Do I really need therapy? I can usually handle my problems. Everyone goes through challenging situations in life, and while you may have successfully navigated other difficulties you've faced, there's nothing wrong with seeking out extra support when you need it. In fact, therapy is for people who have enough self-awareness to realize they need a helping hand. When you seek therapy you are taking responsibility for where you are in life and making a commitment to change your situation. Therapy provides long-lasting benefits and support, giving you the tools you need to avoid triggers, to re-direct damaging patterns and to overcome whatever challenges you face.
Why do people go to therapy and how do I know if it is right for me? People have many different motivations for coming to psychotherapy. Some may be going through a major life transition or feel that they are not handling stressful circumstances well. Some people need assistance managing their symptoms of depression or anxiety. Therapy can help provide encouragement and help with the development of skills to meet these challenges. Others may find that they are ready to learn more about themselves or want to be more effective in moving forward toward their goals.
What about my privacy? Communications between clients and their therapists are (essentially)confidential. Information cannot be disclosed without written permission from you or your parent/legal guardian if you are under the age of 18 (referred to as "Informed Consent"). Notable exceptions include (but are not limited to):
- Suspected child abuse or dependent adult or elder abuse. The therapist, as a mandated reporter, is required by law to report this to the appropriate authorities immediately.
- If a client is threatening serious bodily harm to another person(s), the therapist must notify the police and inform the intended victim(s).

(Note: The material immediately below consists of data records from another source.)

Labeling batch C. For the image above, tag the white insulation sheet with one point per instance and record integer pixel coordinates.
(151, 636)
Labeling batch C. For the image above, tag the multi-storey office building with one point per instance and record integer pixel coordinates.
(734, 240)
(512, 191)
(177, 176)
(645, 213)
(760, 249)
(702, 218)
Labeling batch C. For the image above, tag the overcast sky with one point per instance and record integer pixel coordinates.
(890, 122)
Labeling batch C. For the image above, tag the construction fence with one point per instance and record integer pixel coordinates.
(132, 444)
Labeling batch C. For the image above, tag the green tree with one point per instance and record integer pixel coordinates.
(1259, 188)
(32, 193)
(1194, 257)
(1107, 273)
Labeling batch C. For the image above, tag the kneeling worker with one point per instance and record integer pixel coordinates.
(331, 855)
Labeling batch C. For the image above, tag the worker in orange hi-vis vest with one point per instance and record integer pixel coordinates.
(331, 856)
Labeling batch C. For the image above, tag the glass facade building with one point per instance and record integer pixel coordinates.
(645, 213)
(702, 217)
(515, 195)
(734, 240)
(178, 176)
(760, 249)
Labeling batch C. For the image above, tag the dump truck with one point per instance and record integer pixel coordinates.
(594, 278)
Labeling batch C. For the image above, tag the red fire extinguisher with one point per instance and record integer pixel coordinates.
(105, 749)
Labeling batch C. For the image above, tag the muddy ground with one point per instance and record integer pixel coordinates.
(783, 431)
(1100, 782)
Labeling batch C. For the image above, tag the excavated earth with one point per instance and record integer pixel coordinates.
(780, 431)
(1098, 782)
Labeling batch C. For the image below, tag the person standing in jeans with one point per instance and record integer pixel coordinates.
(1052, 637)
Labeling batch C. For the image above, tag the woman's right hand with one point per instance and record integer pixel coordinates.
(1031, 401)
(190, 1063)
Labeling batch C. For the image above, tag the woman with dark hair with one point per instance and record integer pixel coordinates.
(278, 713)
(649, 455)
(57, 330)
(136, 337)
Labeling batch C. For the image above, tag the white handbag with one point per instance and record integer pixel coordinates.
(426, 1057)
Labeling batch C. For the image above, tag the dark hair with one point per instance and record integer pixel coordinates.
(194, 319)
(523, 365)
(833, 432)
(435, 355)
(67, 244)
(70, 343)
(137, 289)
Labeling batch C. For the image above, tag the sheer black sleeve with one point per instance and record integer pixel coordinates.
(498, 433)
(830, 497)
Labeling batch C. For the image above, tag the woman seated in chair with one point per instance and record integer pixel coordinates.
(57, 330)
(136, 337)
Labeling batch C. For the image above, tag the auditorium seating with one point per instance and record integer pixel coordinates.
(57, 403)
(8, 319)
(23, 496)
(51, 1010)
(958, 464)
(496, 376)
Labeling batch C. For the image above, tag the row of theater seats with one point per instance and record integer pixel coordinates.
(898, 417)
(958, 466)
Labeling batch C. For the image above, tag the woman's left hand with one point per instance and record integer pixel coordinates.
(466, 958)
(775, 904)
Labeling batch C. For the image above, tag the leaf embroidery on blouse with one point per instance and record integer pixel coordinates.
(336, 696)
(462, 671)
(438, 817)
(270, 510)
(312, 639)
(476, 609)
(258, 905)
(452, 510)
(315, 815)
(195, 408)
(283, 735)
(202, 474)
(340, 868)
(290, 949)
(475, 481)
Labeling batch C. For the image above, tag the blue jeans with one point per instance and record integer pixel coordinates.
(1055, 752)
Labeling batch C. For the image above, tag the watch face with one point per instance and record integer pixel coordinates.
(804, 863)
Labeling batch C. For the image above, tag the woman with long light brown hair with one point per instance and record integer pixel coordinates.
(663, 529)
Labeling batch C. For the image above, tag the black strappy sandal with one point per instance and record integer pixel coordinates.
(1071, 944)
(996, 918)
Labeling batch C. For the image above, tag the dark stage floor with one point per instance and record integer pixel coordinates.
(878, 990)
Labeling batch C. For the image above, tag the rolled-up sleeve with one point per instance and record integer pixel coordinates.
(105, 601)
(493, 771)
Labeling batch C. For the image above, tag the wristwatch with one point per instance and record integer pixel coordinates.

- If a client intends to harm him/ herself, the therapist will make every effort to promote the client's cooperation to ensure his/her safety. If the client does not cooperate, further measures may be taken without his/her permission in order to ensure their safety.
What about medication vs. psychotherapy? It has been well documented that the most effective treatment for mental and emotional problems is psychotherapy as it does not just treat the symptoms of the problem but addresses the cause of the distress and the behavioral patterns that contribute to it. Sustainable growth and a greater sense of well-being are best achieved with an integrative approach to wellness. It will be important to coordinate your care with your psychiatrist or your primary care doctor to determine what is most appropriate for you as this may include the combination of medication and therapy.